Now we know why the Bush administration wants to take a middle road on the illegal alien issue: They put out a help wanted sign for the position of War Czar and nobody applied for the job. At least five former generals turned the position down. Evidently there are some things that even former generals refuse to do. According to The Washington Post, retired Marine Gen. Jack Sheehan said, “The very fundamental issue is, they don’t know where the hell they’re going.” Funny, the rest of us seem to know where they are going, and it involves a handbag.

So was Don Imus making fun of the girls' basketball team or was he ineptly making fun of people who make fun of girls' basketball teams? Since I've never listened to his radio show and only caught about 30 seconds of the simulcast on TV once, I have no idea where this guy is coming from. But Robert Wright has a good take on the situation in his New York Times column today, pointing out that Ann Coulter consistently gets a free pass on such behavior as she uses racist slurs to describe Arabs and Muslims. As Wright points out, Coulter doesn't have a radio show to broadcast her hate speech, but TV networks of all sorts continue to invite and, one supposes, to pay her to appear on their shows. Perhaps CNN and Fox will start to invite Imus to share the redneck buffoon point of view in the name of equal time.

In baseball parks around the country tomorrow, people will be celebrating the day, sixty years ago, that Jackie Robinson stepped across the white lines and broke the color barrier in major league baseball.

In those days, just following the war and the Great Depression, the National League was made up of eight teams, each with twenty-four players. That's 192 jobs at the major league level. On that day, only 191 white men had jobs, one less than in the previous year.
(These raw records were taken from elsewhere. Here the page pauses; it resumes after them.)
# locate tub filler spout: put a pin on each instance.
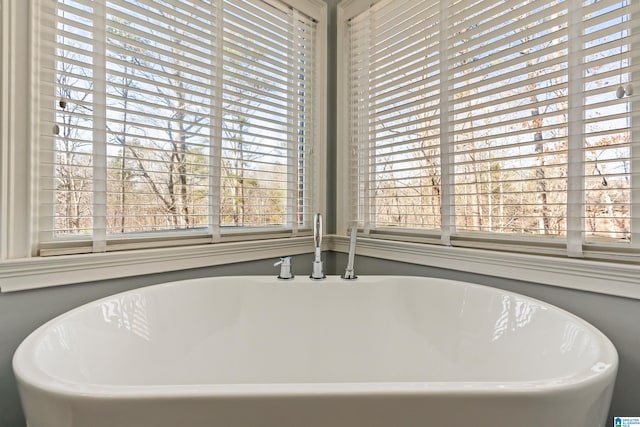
(317, 272)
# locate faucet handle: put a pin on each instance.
(285, 268)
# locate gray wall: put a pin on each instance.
(618, 318)
(22, 312)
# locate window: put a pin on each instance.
(495, 124)
(173, 122)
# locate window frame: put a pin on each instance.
(21, 267)
(531, 262)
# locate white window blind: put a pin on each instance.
(172, 122)
(494, 124)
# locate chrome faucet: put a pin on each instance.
(285, 268)
(348, 273)
(317, 272)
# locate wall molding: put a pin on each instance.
(607, 278)
(33, 273)
(622, 280)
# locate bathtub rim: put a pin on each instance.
(29, 375)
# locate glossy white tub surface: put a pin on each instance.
(389, 351)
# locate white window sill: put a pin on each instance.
(33, 273)
(601, 277)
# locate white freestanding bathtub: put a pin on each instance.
(256, 351)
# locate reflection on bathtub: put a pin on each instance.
(129, 313)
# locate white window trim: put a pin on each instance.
(33, 273)
(605, 278)
(21, 269)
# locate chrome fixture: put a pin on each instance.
(285, 268)
(316, 272)
(348, 273)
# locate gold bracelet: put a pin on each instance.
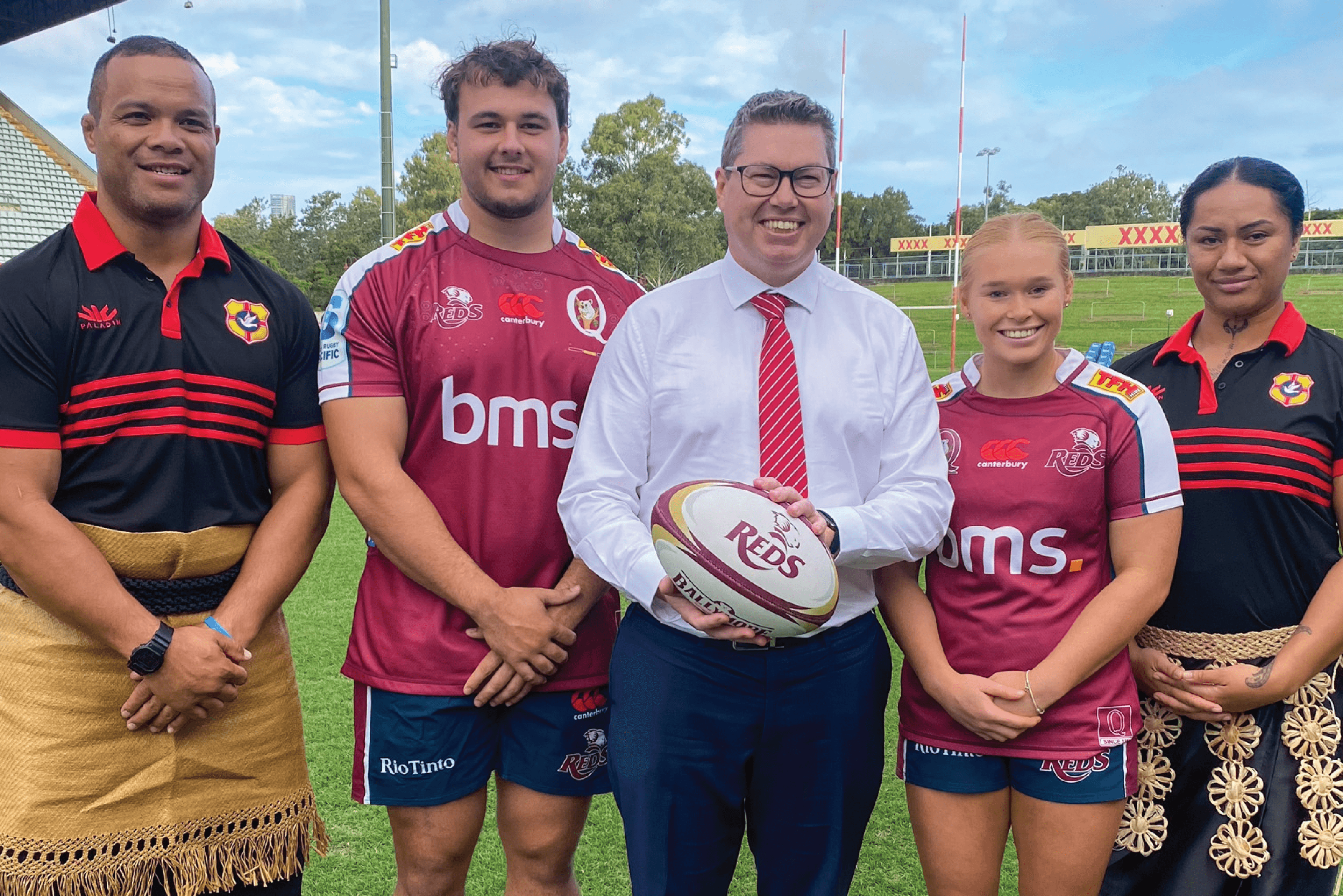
(1029, 694)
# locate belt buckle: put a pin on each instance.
(747, 645)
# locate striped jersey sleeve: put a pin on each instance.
(1142, 475)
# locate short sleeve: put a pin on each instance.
(299, 420)
(30, 402)
(1142, 475)
(358, 355)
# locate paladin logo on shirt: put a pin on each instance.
(248, 320)
(459, 310)
(93, 318)
(1086, 455)
(582, 765)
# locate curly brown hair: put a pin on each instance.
(510, 64)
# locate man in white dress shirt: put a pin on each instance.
(769, 369)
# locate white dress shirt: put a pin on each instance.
(675, 398)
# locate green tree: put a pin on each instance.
(869, 222)
(637, 201)
(636, 131)
(429, 183)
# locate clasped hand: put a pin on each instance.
(202, 672)
(527, 644)
(994, 709)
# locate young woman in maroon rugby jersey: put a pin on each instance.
(1017, 704)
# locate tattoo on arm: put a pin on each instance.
(1260, 677)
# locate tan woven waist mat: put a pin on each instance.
(1210, 645)
(171, 555)
(91, 809)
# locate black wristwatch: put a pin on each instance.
(834, 543)
(148, 657)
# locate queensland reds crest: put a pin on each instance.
(248, 320)
(588, 312)
(1291, 390)
(951, 448)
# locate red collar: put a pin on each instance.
(1288, 332)
(100, 245)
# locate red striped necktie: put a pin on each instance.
(783, 453)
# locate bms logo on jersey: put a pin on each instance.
(977, 549)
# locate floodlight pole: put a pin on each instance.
(389, 218)
(844, 54)
(961, 161)
(989, 156)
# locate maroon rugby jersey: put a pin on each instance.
(493, 353)
(1037, 483)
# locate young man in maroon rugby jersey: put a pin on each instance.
(454, 369)
(1018, 709)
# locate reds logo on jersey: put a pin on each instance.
(460, 308)
(1076, 770)
(1291, 390)
(1086, 455)
(582, 765)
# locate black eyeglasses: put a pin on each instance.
(808, 182)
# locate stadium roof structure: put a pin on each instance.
(21, 18)
(41, 182)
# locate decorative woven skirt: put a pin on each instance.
(92, 809)
(1251, 806)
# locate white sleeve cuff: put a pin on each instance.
(853, 532)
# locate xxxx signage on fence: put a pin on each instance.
(1111, 237)
(946, 244)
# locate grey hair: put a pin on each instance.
(778, 108)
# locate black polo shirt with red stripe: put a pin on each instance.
(160, 397)
(1259, 455)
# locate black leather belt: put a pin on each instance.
(168, 597)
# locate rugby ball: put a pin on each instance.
(729, 549)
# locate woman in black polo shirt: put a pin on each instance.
(1240, 777)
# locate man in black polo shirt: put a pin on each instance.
(164, 484)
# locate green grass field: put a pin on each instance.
(361, 862)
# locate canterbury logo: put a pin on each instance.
(1004, 450)
(521, 305)
(99, 318)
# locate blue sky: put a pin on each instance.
(1067, 89)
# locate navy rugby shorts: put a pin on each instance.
(1111, 774)
(413, 750)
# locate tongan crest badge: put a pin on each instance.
(1291, 390)
(248, 320)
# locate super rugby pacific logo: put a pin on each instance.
(1086, 455)
(773, 550)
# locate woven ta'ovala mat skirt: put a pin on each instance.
(91, 809)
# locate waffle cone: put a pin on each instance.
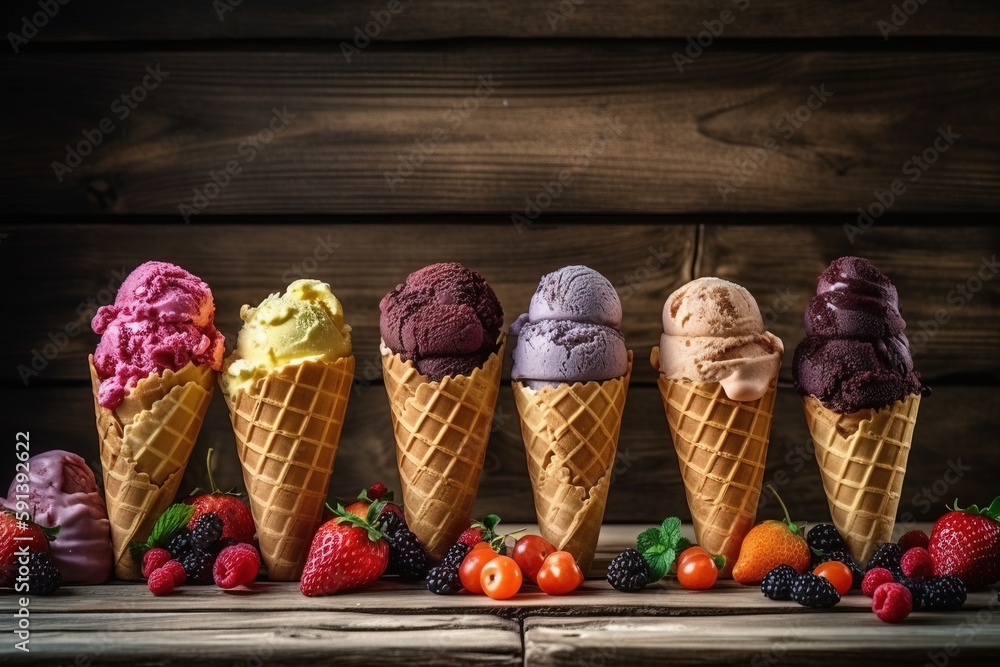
(287, 429)
(721, 447)
(145, 445)
(862, 460)
(441, 429)
(570, 438)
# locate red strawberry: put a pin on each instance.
(19, 538)
(966, 543)
(237, 522)
(347, 552)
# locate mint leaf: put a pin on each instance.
(169, 524)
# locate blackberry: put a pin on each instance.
(207, 531)
(406, 557)
(390, 523)
(198, 567)
(942, 594)
(443, 580)
(887, 555)
(810, 590)
(823, 538)
(777, 584)
(456, 554)
(180, 545)
(629, 572)
(43, 575)
(848, 560)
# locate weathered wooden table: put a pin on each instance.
(390, 623)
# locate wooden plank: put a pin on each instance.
(69, 264)
(402, 130)
(71, 267)
(243, 636)
(298, 19)
(847, 639)
(595, 597)
(950, 310)
(952, 444)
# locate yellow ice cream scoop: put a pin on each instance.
(306, 323)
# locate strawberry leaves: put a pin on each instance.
(661, 545)
(992, 512)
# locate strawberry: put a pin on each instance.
(19, 538)
(376, 491)
(770, 544)
(347, 552)
(966, 543)
(237, 522)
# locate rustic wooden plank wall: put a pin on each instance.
(749, 162)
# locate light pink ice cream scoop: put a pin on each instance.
(63, 492)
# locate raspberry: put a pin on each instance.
(914, 538)
(236, 565)
(43, 575)
(916, 564)
(629, 572)
(942, 594)
(175, 568)
(810, 590)
(887, 555)
(823, 538)
(456, 554)
(777, 584)
(161, 582)
(443, 580)
(206, 532)
(874, 578)
(892, 602)
(153, 560)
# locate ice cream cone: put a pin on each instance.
(287, 429)
(145, 445)
(442, 429)
(570, 438)
(721, 447)
(862, 460)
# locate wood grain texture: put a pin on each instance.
(595, 597)
(297, 19)
(848, 639)
(953, 453)
(67, 265)
(286, 638)
(70, 268)
(632, 133)
(951, 311)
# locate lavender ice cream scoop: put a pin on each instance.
(570, 332)
(63, 492)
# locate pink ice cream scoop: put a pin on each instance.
(62, 491)
(161, 319)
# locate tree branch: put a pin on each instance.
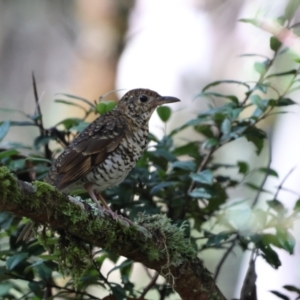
(153, 241)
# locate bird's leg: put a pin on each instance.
(89, 189)
(98, 195)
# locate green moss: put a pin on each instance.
(174, 244)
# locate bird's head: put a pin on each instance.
(140, 103)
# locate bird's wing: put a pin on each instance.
(88, 149)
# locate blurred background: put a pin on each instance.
(176, 47)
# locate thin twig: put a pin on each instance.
(265, 178)
(54, 286)
(39, 121)
(149, 286)
(202, 166)
(220, 264)
(283, 181)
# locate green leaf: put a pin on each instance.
(118, 292)
(226, 126)
(275, 44)
(69, 122)
(191, 149)
(285, 102)
(256, 187)
(209, 143)
(206, 130)
(161, 186)
(125, 263)
(225, 81)
(286, 240)
(4, 128)
(37, 288)
(184, 165)
(255, 136)
(164, 112)
(269, 254)
(216, 239)
(243, 167)
(14, 260)
(201, 193)
(276, 205)
(205, 177)
(261, 67)
(71, 103)
(5, 287)
(291, 72)
(256, 100)
(291, 9)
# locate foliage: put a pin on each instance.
(182, 180)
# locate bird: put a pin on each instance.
(102, 155)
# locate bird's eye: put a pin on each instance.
(143, 98)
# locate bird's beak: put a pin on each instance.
(164, 100)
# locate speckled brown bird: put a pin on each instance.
(102, 155)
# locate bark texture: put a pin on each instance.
(152, 241)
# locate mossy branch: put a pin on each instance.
(153, 241)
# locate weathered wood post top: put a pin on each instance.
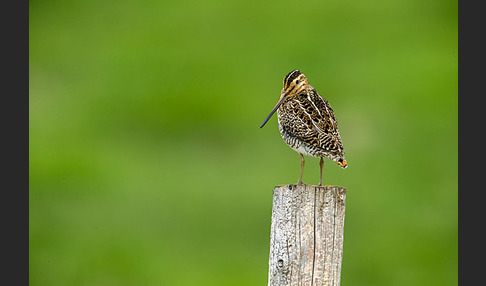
(306, 240)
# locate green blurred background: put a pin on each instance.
(148, 166)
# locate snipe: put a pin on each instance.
(307, 123)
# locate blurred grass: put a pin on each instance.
(147, 166)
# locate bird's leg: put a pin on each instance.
(321, 164)
(302, 161)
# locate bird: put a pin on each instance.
(307, 123)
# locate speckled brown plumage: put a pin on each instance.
(307, 122)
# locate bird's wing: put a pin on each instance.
(320, 120)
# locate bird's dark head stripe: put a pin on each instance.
(290, 77)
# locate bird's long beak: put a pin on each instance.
(282, 98)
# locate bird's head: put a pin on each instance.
(294, 82)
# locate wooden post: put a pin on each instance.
(306, 240)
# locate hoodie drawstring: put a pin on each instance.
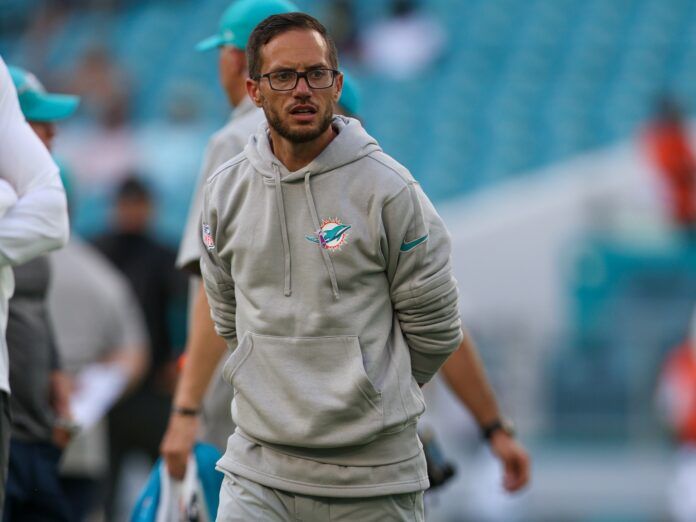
(283, 229)
(324, 254)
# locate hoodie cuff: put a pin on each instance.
(423, 367)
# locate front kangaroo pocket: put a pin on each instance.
(311, 392)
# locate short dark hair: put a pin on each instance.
(133, 188)
(279, 24)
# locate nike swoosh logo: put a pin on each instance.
(410, 245)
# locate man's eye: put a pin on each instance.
(317, 74)
(284, 76)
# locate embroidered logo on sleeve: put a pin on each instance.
(332, 234)
(208, 238)
(410, 245)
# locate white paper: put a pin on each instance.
(97, 388)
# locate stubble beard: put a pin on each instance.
(301, 135)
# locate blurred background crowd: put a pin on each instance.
(555, 138)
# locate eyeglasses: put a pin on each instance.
(287, 80)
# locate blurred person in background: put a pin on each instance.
(33, 221)
(41, 417)
(236, 24)
(671, 152)
(677, 401)
(101, 337)
(464, 374)
(160, 289)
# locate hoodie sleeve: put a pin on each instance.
(38, 221)
(216, 273)
(423, 290)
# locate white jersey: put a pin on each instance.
(38, 220)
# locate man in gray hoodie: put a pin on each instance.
(328, 274)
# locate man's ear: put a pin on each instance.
(240, 61)
(338, 83)
(254, 91)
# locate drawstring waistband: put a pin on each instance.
(283, 230)
(317, 226)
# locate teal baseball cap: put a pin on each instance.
(239, 20)
(36, 103)
(350, 100)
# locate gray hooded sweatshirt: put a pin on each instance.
(333, 287)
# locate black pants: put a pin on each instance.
(33, 491)
(5, 429)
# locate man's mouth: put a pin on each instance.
(303, 109)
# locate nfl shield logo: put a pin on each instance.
(208, 237)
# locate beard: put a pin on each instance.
(298, 135)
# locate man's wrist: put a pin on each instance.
(185, 411)
(499, 424)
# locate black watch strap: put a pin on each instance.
(489, 429)
(186, 412)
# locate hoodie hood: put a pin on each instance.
(351, 144)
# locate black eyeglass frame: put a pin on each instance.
(298, 76)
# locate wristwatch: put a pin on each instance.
(186, 412)
(500, 423)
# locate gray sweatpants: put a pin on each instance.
(5, 432)
(242, 500)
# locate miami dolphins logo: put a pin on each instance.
(332, 234)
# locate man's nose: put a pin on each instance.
(302, 88)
It took players and fans some time to get used to seeing teams made up of mixed racial players. Today, most of us recognize Jackie Robinson for the courage and grace he displayed and we happily celebrate our diversity. In those days, white men saw this adventure as another step to keep them down, forcing them once more to compete with a larger pool in the workplace. The story of race in this country, to a greater extent than most of us like to admit, is a story of class. Race has always been used thus. If you can play one group of folks against the other, you can control them both. They'll be so busy hating one another that they'll never look up to see who is really benefiting from the divide that the average Joe has helped to build and maintain.